Donna – E sem nenhum tipo de diálogo, pelo visto…

Moriguchi – (risos) O paciente sai da consulta extremamente satisfeito com a eficiência do serviço, mas sem sequer ter trocado uma palavra com o médico. Durante todo esse período, não se abriu espaço para um breve diálogo que seja. O paciente não foi ouvido, não teve a oportunidade de falar dos seus medos, das suas angústias, de nada.

 

Donna – O senhor considera essa relação médico-paciente tão importante quanto um serviço altamente eficiente?

Moriguchi – Em muitos casos, o problema do paciente é fundamentalmente emocional. Não há nada de errado com a saúde dele, ou até existem alguma alterações, mas são consequência de questões psicológicas que ele vem enfrentando. Se não consegue dialogar, não consegue resolver. É justamente por isso que os japoneses me pediram para começar a ministrar essas disciplinas de relação humana.

 

Donna – Tem uma clínica no centro de Tóquio que leva o seu nome, um reconhecimento público de que os seus ensinamentos nesses dois meses em que leciona no país são fundamentais para a evolução da medicina japonesa como um todo. Como funciona na prática o seu trabalho na clínica?

Moriguchi – Basicamente da mesma maneira que funciona aqui. Enfocamos muito a relação médico-paciente, a importância da empatia, de se colocar no lugar do outro para tentar compreender do que ele precisa, o que sente. A primeira pergunta que sempre faço aos meus pacientes, seja no Japão ou no Brasil, é: “Em que posso lhe ajudar?”. Na hora em que ele começa a falar, você tem que estar apto e disposto a ouvir.
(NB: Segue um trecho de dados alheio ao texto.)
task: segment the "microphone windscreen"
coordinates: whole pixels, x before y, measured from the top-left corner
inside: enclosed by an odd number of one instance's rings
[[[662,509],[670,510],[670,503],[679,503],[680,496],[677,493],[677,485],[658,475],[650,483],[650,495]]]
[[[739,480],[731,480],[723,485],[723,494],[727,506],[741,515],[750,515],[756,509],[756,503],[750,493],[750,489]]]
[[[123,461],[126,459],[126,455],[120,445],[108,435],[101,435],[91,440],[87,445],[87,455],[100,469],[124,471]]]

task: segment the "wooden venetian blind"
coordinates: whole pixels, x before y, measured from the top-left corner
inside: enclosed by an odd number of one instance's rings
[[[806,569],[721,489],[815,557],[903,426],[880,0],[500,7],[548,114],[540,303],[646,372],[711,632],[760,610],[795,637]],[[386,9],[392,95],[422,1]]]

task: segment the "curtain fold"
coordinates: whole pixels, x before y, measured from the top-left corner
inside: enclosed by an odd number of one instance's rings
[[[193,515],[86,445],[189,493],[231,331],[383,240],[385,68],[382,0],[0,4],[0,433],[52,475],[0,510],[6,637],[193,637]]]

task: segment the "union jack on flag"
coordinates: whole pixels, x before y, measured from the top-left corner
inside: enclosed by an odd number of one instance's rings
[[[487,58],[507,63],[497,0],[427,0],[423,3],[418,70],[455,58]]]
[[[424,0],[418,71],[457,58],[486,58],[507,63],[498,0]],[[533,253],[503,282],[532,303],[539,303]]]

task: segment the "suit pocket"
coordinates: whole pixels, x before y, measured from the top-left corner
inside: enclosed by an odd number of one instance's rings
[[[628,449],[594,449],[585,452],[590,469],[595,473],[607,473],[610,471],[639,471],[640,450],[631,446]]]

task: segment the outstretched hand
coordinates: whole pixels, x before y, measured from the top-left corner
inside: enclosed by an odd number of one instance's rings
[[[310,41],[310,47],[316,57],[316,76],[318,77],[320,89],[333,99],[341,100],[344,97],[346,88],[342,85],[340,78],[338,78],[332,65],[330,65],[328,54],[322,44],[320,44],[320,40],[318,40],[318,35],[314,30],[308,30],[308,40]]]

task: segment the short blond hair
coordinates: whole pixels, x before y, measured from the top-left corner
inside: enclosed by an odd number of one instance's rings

Muitas vezes acontece de um paciente chegar com indicação de tratamento para colesterol alto ou pressão alta e logo percebo que é tudo decorrência de algum problema familiar ou profissional. Ao entender o funcionamento daquela pessoa como um todo, consigo tratá-la melhor na sua necessidade.
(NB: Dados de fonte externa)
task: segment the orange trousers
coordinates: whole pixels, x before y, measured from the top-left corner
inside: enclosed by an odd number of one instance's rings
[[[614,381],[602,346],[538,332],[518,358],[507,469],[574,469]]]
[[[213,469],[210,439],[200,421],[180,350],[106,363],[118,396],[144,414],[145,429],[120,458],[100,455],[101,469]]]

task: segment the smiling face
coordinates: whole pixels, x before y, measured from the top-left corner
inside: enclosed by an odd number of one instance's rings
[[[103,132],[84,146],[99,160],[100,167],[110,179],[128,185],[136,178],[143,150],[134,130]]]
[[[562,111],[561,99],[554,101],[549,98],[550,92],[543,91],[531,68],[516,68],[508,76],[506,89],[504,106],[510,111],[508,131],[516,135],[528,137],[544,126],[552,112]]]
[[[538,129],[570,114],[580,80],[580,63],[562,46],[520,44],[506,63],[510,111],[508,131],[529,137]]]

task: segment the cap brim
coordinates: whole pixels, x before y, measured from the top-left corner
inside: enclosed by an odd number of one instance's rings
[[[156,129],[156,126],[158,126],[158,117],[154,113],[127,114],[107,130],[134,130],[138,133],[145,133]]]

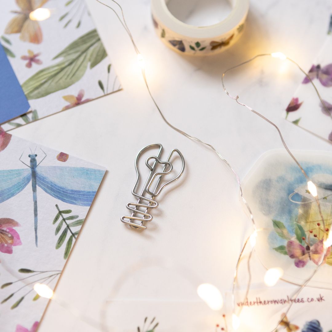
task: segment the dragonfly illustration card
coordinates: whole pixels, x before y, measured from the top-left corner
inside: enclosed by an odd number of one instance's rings
[[[323,101],[319,100],[310,80],[303,80],[284,116],[288,121],[324,139],[332,141],[332,38],[329,36],[307,72]]]
[[[121,88],[84,0],[3,2],[0,36],[31,108],[6,130]]]
[[[0,47],[0,123],[24,114],[30,107],[24,93]]]
[[[105,170],[1,131],[0,161],[0,329],[35,331]]]

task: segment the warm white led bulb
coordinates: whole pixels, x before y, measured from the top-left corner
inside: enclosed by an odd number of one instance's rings
[[[198,296],[212,310],[220,310],[223,304],[219,290],[210,284],[202,284],[197,288]]]
[[[271,53],[271,55],[274,58],[279,58],[281,60],[285,60],[287,57],[283,53],[282,53],[281,52],[275,52],[274,53]]]
[[[42,297],[51,298],[54,295],[53,291],[44,284],[40,284],[39,283],[35,284],[34,285],[34,289],[40,296]]]
[[[272,287],[277,284],[284,274],[284,271],[280,268],[269,269],[264,276],[264,282],[267,286]]]
[[[232,315],[232,326],[234,330],[237,330],[239,328],[241,322],[240,318],[235,313],[233,313]]]
[[[32,21],[43,21],[51,16],[49,9],[46,8],[38,8],[29,15],[29,18]]]
[[[312,181],[308,181],[308,190],[314,197],[317,196],[317,188]]]
[[[323,242],[324,246],[326,248],[328,248],[332,246],[332,232],[329,233],[327,238]]]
A clínica Emilio Moriguchi é conhecida no Japão como o lugar que trata o coração. Não o órgão, mas a alma.

 

Donna – O senhor anda sempre com dois celulares?

Moriguchi – Sempre (risos). É para evitar as áreas de sombra. Dou os números dos meus celulares para os pacientes particulares e do SUS. Me coloco sempre à disposição, afinal de contas, estou aqui para ajudar. Tem algumas pessoas que abusam (risos), mas a maioria se dá conta de que não é para abusar, e eu sempre estou às ordens. Esse interessar-se, o querer o bem, o serviço ao próximo é um espírito que se perdeu muito no Brasil, no Japão, em qualquer lugar.

 

Donna – O senhor aprendeu a colocar em prática esses valores aqui no Brasil?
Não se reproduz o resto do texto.